See the last link of post 5. It's post 7 of the "link". I would need to study this in detail=I don't have extra time at the moment, but don't forget to include $B_a$ besides the contribution to $B$ from the magnetization. For the magnetization, you of course need to use what I just computed in post 8.

 

[Charles Link]

and a follow-on: For the $\hat{a}_r$ component, when you take the derivative of $1/r^2$, you get $-2/r^3$, (using the gradient per the link I mentioned above). I'm not going to check all of the signs, but what you have looks almost correct, but both terms are with a $1/r^3$. Don't forget to include the original $B_a$ though.

 

[milkism]

and a follow-on: For the $\hat{a}_r$ component, when you take the derivative of $1/r^2$, you get $-2/r^3$, (using the gradient per the link I mentioned above). I'm not going to check all of the signs, but what you have looks almost correct, but both terms are with a $1/r^3$. Don't forget to include the original $B_a$ though.

True, also forgot to take the negative when doing the gradient it should be this $\frac{M_0 R^3}{3 \mu_0 r^3} \left( 2\cos(\theta) \mathbf{\hat{r} + \sin(\theta)}\mathbf{\hat{\theta}} \right)$. So we have $B_i = B_a - \frac{M}{3 \mu_0}$

 

[Charles Link]

Looks good for $B_{outside}$, but add $B_a=B_o \hat{z}$.

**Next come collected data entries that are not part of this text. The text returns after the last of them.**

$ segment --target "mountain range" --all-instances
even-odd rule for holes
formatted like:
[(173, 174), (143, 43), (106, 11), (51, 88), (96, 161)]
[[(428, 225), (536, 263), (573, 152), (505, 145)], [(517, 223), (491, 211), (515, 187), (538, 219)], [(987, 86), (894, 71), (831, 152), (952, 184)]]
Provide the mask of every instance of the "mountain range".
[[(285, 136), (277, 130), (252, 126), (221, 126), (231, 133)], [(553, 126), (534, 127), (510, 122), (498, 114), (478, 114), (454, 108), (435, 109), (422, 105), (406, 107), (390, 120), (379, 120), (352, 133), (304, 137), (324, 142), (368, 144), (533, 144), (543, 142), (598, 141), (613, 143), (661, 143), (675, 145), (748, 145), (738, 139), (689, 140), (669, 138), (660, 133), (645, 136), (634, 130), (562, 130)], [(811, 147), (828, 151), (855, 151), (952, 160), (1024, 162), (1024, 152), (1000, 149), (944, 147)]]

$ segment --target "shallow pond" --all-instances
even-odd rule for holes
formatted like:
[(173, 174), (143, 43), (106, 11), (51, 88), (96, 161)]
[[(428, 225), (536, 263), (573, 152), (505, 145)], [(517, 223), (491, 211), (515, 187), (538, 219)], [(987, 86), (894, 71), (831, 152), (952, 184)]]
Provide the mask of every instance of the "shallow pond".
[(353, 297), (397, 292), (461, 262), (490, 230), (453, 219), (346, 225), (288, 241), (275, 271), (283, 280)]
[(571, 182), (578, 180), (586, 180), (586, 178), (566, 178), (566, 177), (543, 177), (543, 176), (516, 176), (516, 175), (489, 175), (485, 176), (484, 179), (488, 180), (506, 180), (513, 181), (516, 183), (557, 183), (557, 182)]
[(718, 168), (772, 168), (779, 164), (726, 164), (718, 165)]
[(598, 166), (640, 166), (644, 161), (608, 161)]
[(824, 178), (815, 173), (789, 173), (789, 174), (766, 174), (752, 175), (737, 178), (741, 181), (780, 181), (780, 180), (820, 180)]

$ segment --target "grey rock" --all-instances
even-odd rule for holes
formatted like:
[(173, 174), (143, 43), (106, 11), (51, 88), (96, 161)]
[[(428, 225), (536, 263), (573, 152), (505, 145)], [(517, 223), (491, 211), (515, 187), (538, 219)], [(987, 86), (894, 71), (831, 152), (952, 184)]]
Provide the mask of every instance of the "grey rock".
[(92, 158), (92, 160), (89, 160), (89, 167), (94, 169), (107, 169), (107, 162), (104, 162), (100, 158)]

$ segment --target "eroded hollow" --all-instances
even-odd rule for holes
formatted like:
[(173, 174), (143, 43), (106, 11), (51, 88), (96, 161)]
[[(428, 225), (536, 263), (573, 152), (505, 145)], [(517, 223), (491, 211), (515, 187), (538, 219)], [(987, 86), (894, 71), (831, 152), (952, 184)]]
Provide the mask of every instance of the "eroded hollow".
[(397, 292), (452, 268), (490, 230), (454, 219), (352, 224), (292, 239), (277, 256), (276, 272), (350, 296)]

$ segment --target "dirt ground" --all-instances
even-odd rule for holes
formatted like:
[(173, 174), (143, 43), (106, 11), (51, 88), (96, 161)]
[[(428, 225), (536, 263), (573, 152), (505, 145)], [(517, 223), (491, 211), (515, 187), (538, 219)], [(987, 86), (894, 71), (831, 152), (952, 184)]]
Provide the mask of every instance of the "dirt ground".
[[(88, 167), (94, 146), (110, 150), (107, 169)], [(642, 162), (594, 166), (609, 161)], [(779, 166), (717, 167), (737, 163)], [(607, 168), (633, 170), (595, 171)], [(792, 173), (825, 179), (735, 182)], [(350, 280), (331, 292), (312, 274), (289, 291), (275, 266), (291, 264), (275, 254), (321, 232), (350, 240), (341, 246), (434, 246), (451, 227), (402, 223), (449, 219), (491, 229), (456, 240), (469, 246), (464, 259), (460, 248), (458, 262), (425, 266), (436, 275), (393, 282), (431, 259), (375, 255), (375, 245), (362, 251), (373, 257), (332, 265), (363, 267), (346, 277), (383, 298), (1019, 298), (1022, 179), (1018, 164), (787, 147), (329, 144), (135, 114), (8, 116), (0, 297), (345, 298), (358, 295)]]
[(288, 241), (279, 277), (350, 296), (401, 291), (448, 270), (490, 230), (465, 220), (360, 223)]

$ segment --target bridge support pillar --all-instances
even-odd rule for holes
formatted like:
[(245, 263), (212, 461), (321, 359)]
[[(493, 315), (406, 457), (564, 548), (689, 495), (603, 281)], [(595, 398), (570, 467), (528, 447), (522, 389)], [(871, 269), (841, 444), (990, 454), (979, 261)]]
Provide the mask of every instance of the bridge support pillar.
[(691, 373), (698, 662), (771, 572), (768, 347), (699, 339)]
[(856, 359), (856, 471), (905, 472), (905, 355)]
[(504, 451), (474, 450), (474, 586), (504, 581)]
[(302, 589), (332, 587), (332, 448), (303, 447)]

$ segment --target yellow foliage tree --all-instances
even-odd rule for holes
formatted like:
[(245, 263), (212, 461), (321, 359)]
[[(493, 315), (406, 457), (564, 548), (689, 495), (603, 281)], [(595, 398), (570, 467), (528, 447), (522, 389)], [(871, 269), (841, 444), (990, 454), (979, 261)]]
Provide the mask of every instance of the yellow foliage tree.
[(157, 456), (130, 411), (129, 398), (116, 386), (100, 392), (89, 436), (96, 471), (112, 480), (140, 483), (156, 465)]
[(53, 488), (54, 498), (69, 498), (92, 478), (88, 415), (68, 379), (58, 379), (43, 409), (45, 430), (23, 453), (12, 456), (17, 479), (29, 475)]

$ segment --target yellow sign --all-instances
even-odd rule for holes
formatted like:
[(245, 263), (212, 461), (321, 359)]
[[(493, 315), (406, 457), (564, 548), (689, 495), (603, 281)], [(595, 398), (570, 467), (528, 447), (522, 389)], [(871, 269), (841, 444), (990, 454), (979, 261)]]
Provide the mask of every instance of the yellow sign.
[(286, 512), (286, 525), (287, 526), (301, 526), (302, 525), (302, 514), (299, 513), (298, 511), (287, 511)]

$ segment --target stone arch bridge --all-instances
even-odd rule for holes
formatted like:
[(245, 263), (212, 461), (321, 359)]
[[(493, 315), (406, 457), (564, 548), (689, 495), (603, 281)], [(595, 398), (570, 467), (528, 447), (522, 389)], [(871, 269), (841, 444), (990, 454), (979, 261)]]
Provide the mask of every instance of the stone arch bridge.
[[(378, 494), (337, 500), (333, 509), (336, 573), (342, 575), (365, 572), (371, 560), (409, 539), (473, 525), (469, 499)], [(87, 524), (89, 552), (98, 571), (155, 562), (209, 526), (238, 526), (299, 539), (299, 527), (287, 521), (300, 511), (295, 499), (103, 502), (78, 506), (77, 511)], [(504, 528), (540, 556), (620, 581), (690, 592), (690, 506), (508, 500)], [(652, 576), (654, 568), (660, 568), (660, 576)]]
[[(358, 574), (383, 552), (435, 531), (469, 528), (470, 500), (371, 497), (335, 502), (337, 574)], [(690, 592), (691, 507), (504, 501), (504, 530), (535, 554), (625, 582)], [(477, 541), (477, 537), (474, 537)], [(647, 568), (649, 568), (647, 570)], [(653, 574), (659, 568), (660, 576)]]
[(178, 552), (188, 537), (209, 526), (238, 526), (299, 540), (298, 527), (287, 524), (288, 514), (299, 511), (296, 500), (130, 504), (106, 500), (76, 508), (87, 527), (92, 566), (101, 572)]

For $B_i$, what I have in post 8 is complete. (You don't need to add any $B_a$ to that). The expression $B_i=B_a-M/(3 \mu_o)$ is not correct though=we have $H_i =H_a-M/(3 \mu_o)$, but $B_i=\mu_o H+M=\mu_o H_a-M/3+M=B_a+(2/3)M$.

 

[Charles Link]

One additional item=I put the "link" in post 5 above, but I think this one is worth repeating=this "link" ties together the magnetic surface current method and the magnetic pole method with a simple example. You should find it good reading. See https://www.physicsforums.com/threads/a-magnetostatics-problem-of-interest-2.971045/
It should be noted that currents in conductors also contribute to $H$ in the pole method, with a calculation using Biot-Savart divided by $\mu_o$. I may have mentioned this later in the thread, but I don't see it in the first couple of posts.